Julian Maddux Granberry (March 15, 1929 – June 5, 2018) was an American anthropologist, archaeologist, linguist, ghost hunter, and writer, who specialized in writings about the Indigenous peoples, languages, and archaeology of the Caribbean and Florida. He wrote 17 books and a variety of articles, primarily on Indigenous and Caribbean historical and archaeological topics. Following his retirement from teaching, Granberry founded the organization Ghost Hunters, which investigated over 10,000 reported hauntings nationwide.

==Early life==
Julian Maddux Granberry was born in East Orange, New Jersey in 1929. He was raised in Winter Park, Florida. His parents were Mabel Leflar Granberry and Edwin Granberry. Julian's father Edwin, a writer, was friends with the novelist Margaret Mitchell, who wrote Gone with the Wind. Julian published Letters From Margaret, a book of correspondence between his father and Mitchell. In 2002, the Margaret Mitchell House and Museum in Atlanta, Georgia, marked its fifth anniversary by celebrating the book.

==Career==
===Anthropology, archaeology, and linguistics===
Granberry received a doctorate in archaeology and linguistics from the University at Buffalo in 1959. He received additional education at Yale University and the University of Florida. He worked for over 25 years teaching at multiple universities, including the University of Florida, St. John Fisher University, a university in Canada, and a college in the Bahamas.

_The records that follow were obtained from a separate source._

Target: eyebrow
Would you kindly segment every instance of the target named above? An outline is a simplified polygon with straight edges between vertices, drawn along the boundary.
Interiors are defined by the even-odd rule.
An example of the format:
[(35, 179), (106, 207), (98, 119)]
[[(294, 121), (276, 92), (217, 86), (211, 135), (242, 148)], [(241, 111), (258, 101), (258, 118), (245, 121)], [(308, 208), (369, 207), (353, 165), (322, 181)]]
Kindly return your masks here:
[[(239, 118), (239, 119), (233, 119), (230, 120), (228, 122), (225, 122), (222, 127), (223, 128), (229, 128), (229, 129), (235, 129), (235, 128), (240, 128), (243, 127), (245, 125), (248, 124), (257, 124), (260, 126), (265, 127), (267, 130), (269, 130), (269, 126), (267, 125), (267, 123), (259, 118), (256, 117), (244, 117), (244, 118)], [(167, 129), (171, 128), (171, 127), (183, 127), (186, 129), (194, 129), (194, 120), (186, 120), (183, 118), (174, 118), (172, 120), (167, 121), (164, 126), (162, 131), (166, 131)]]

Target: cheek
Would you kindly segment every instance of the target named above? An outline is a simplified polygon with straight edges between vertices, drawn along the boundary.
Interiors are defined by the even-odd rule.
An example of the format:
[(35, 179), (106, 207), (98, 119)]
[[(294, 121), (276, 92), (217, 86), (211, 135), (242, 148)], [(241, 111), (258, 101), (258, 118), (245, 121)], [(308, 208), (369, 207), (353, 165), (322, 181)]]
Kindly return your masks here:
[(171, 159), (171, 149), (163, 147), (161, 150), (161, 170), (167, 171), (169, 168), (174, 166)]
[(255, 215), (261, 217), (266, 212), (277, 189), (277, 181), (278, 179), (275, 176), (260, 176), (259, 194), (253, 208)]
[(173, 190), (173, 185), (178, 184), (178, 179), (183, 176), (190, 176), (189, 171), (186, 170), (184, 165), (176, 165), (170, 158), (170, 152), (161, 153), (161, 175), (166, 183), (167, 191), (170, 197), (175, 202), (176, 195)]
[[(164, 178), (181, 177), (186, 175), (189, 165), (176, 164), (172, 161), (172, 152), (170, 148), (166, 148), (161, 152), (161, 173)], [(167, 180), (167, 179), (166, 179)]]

During the 1950s, he conducted studies of the Indigenous Apalachee and Timucua peoples of Florida. In 1997, the federally recognized Chitimacha tribe consulted with Granberry about reviving the Chitimacha language. In his book Languages of the Pre-Columbian Antilles, Granberry advanced his view that the Indigenous peoples of the Greater Antilles historically spoke an Arawakan language called Taíno. Granberry and Vescelius (2004) describe two varieties of this language: "Classical Taíno", spoken in Puerto Rico and most of Hispaniola, and "Ciboney Taíno", spoken in the Bahamas (the Lucayan language), most of Cuba, western Hispaniola, and Jamaica. In 2000, the federally recognized Mohegan Tribe in Connecticut consulted with Granberry about how to recreate a modern Mohegan language.

===Ghost hunting===
In the 1980s, during his retirement, Granberry developed an interest in ghosts and ghost hunting. He founded an organization called Ghost Hunters, which functioned as an investigatory team that proclaimed the use of "empirical scientific" methods to detect ghosts. In 1987, he told the Journal and Courier that he had never personally encountered a ghost. He stated that "We've got about a dozen serious reports, about half from Florida". According to Granberry, the Ghost Hunters investigated over 10,000 reported hauntings nationwide. Granberry was also a member of the American Society for Psychical Research, an organization for paranormal investigators.

==Personal life==
Despite his interest in the paranormal, Granberry described himself as "agnostic in every sense". He compared ghosts to UFOs; he believed that there were unexplained reports in both categories. In 1987, Granberry lived in Horseshoe Beach, Florida.

==See also==
- Indigenous archaeology

==Bibliography==
- Essential Swedish Grammar, Dover Publications, Inc., 1991.
- Letters from Margaret, 1st Book Library, 2001.
- Languages of the Pre-Columbian Antilles, Julian Granberry and Gary S. Vescelius, University of Alabama Press, 2004.
- The Americas That Might Have Been: Native American Social Systems through Time, University of Alabama Press, 2005.
- The Calusa: Linguistic and Cultural Origins and Relationships, University of Alabama Press, 2011.